Он сам не мог бы, пожалуй, определить, как он мог бы использовать свои необыкновенные данные; они оставались без приложения. Он мог бы, я думаю, быть незаменимым капитаном корабля, но при непременном условии, чтобы с кораблем постоянно происходили катастрофы; он мог бы быть прекрасным путешественником через город, подвергающийся землетрясению, или через страну, охваченную эпидемией чумы, или через горящий лес. Но ничего этого не было - ни чумы, ни леса, ни корабля; и Павлов жил в дрянной парижской гостинице и работал, как все другие. Я подумал однажды, что, может быть, его же собственная сила, искавшая выхода или приложения, побудила его к самоубийству; он взорвался как закупоренный сосуд от страшного внутренней) давления. Но всякий раз, пытаясь понять причины его добровольной смерти, я вынужден был отказаться от этого, так как к Павлову не подходил ни один из тех принципов, которые определяют поведение человека в самых разнообразных случаях; и в результате Павлов неизменно оказывался вне всей системы рассуждений и предположений; он был в стороне, он ни на кого не походил.

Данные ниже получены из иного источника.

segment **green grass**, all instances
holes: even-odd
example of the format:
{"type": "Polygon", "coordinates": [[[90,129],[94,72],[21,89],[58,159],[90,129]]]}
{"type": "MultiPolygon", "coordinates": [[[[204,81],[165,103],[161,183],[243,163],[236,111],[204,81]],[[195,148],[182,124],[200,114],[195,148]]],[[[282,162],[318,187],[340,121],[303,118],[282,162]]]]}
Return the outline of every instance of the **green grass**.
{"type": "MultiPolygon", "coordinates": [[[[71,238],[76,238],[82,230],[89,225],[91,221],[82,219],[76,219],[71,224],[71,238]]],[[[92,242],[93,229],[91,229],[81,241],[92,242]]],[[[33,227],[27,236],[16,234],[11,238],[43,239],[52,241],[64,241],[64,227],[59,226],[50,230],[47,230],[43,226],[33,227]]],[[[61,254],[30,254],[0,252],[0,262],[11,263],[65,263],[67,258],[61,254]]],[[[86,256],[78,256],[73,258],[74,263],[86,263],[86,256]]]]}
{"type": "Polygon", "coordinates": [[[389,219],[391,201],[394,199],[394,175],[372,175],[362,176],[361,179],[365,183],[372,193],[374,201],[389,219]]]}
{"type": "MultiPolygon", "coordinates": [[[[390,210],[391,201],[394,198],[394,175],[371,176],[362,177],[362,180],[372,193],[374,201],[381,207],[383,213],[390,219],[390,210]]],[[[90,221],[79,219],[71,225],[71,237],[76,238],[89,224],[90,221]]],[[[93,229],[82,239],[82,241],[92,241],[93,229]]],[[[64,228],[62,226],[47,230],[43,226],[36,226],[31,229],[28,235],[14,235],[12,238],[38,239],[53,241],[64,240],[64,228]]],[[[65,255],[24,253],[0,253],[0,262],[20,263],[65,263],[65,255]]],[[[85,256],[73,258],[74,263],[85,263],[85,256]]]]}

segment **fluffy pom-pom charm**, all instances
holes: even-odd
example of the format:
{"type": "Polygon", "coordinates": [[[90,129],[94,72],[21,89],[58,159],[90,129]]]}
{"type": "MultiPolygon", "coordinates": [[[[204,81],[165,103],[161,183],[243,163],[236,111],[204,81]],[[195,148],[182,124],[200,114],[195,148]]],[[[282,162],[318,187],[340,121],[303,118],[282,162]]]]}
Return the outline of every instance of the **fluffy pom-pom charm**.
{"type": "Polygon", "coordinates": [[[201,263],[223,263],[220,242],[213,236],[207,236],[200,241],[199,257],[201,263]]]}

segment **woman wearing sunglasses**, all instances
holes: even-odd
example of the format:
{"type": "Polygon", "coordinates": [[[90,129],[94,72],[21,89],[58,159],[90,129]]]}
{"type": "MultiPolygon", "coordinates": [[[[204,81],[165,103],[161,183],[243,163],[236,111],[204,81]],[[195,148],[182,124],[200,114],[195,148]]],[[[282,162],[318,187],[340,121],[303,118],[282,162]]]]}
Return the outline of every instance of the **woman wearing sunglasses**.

У него была особенная улыбка, от которой вначале становилось неприятно: это была улыбка превосходства, причем чувствовалось - это ощущали почти все, даже самые тупые люди, - что у Павлова есть какое-то право так улыбаться.

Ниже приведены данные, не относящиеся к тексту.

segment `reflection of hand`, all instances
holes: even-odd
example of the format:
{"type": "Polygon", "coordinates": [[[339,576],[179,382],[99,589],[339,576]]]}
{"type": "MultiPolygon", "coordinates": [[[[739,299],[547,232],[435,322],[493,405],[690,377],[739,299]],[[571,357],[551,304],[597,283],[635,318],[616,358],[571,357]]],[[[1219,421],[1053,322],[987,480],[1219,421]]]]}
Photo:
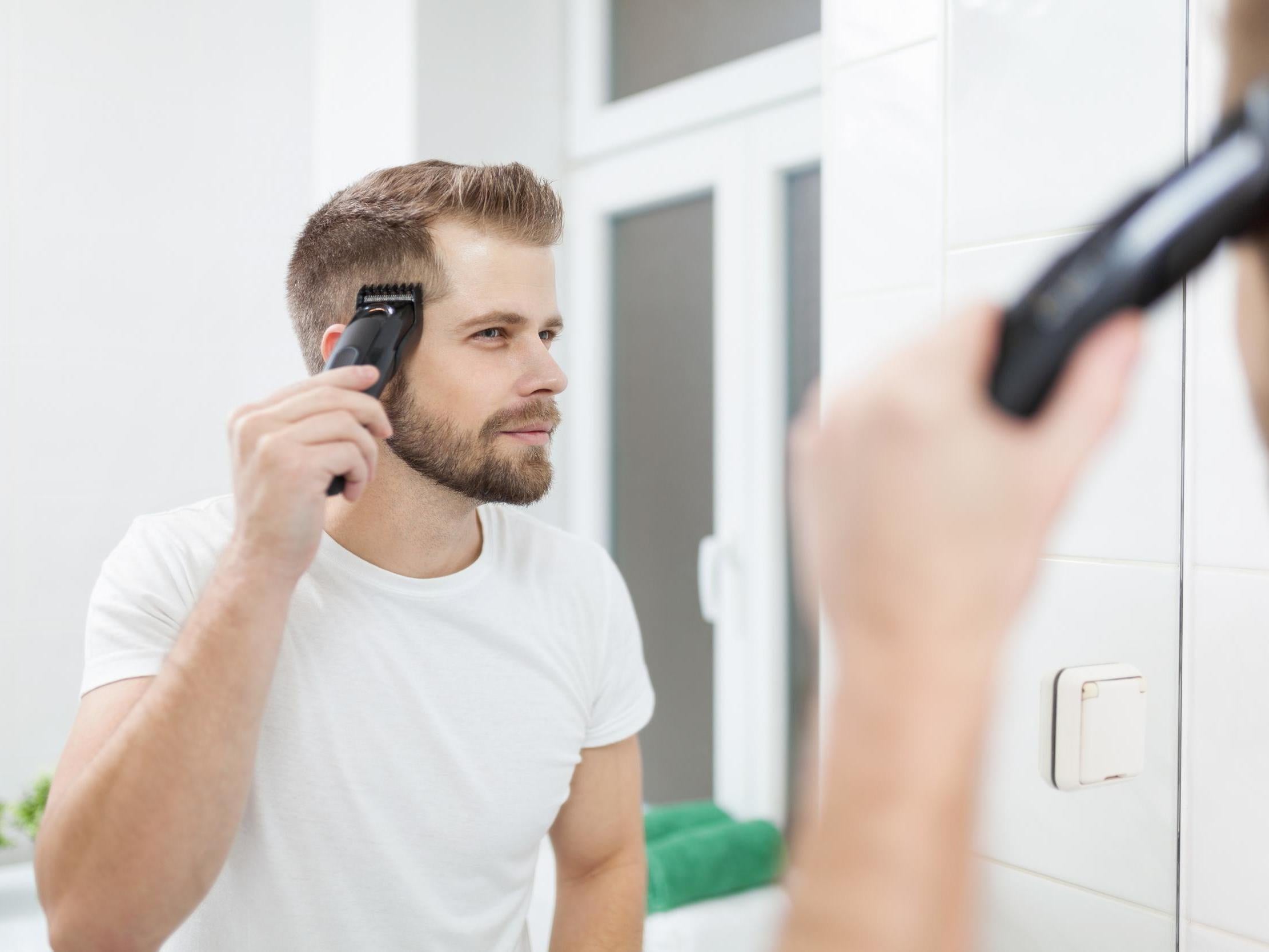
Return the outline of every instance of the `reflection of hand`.
{"type": "Polygon", "coordinates": [[[392,434],[383,405],[362,392],[377,378],[373,366],[338,367],[230,415],[232,542],[258,567],[303,575],[317,553],[331,479],[344,476],[350,503],[374,479],[374,438],[392,434]]]}
{"type": "Polygon", "coordinates": [[[803,608],[816,576],[835,631],[906,656],[986,661],[1036,571],[1049,524],[1114,420],[1140,347],[1126,311],[1072,354],[1030,420],[990,402],[1001,312],[966,308],[791,434],[803,608]],[[947,655],[952,656],[952,655],[947,655]]]}

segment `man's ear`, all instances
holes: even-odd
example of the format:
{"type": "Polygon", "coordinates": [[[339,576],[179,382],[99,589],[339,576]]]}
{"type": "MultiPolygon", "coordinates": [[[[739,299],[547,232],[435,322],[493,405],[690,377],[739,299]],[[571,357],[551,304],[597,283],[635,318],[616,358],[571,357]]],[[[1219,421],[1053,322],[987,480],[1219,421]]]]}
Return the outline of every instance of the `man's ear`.
{"type": "Polygon", "coordinates": [[[346,324],[332,324],[321,335],[321,359],[322,363],[330,359],[330,352],[335,349],[335,344],[339,343],[340,336],[344,334],[344,329],[348,327],[346,324]]]}

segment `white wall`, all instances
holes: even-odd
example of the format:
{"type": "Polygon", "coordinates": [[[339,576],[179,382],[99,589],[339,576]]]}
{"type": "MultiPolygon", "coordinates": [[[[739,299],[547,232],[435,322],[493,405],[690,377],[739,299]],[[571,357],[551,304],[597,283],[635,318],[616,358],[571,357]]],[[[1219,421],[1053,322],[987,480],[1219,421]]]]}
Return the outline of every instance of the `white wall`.
{"type": "MultiPolygon", "coordinates": [[[[943,308],[1009,300],[1183,160],[1187,14],[1185,0],[825,4],[830,387],[943,308]]],[[[1173,948],[1183,305],[1176,292],[1155,307],[1124,418],[1049,538],[1000,666],[977,838],[985,949],[1173,948]],[[1107,661],[1150,684],[1147,773],[1060,793],[1037,768],[1041,677],[1107,661]]]]}
{"type": "MultiPolygon", "coordinates": [[[[1222,11],[1221,0],[1192,0],[1197,135],[1217,119],[1222,11]]],[[[1181,911],[1192,952],[1269,948],[1269,470],[1237,357],[1230,264],[1222,256],[1195,282],[1185,341],[1181,911]]]]}
{"type": "Polygon", "coordinates": [[[9,0],[0,798],[52,768],[84,612],[137,513],[228,489],[225,418],[303,374],[305,0],[9,0]]]}
{"type": "Polygon", "coordinates": [[[56,764],[131,518],[228,491],[226,415],[303,376],[317,203],[429,156],[561,174],[560,8],[529,6],[0,0],[0,800],[56,764]]]}

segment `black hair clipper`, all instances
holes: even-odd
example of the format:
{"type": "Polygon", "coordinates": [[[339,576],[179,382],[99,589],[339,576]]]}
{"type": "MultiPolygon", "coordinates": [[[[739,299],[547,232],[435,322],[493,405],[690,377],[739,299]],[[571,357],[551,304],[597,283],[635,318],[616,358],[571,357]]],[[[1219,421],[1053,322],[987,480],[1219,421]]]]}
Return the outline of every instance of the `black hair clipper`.
{"type": "Polygon", "coordinates": [[[1033,415],[1085,334],[1119,308],[1157,301],[1266,211],[1269,76],[1247,88],[1207,149],[1121,206],[1009,308],[991,374],[995,402],[1033,415]]]}
{"type": "MultiPolygon", "coordinates": [[[[363,284],[357,292],[357,310],[330,352],[325,369],[374,364],[379,376],[362,392],[378,397],[396,373],[401,345],[415,324],[423,326],[421,284],[363,284]]],[[[327,496],[343,491],[343,476],[326,487],[327,496]]]]}

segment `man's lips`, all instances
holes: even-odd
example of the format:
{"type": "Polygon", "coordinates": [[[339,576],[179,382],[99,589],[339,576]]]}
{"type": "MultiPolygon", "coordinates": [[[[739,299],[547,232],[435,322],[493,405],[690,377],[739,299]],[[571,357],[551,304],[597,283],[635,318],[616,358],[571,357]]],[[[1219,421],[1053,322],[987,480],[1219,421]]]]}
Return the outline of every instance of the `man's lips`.
{"type": "Polygon", "coordinates": [[[524,429],[516,430],[503,430],[501,435],[510,437],[511,439],[518,439],[522,443],[533,443],[536,446],[543,446],[551,439],[551,426],[534,425],[524,429]]]}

Он никогда не говорил неправды; это было совершенно удивительно. Он, кроме того, никому не льстил и, действительно, говорил каждому, что он о нем думал; и это всегда бывало тяжело и неловко, и наиболее находчивые люди старались обратить это в шутку и смеялись; и он смеялся вместе с ними своим особенным, холодным смехом. И только один раз за все время моего долгого знакомства с ним я услышал в его голосе мгновенную мягкость, к которой считал его неспособным. Мы говорили о воровстве.

- А, это любопытная вещь, - сказал он. - Вы знаете, я раньше был вором; но потом решил, что не стоит, и перестал воровать и теперь уж больше ничего не украду.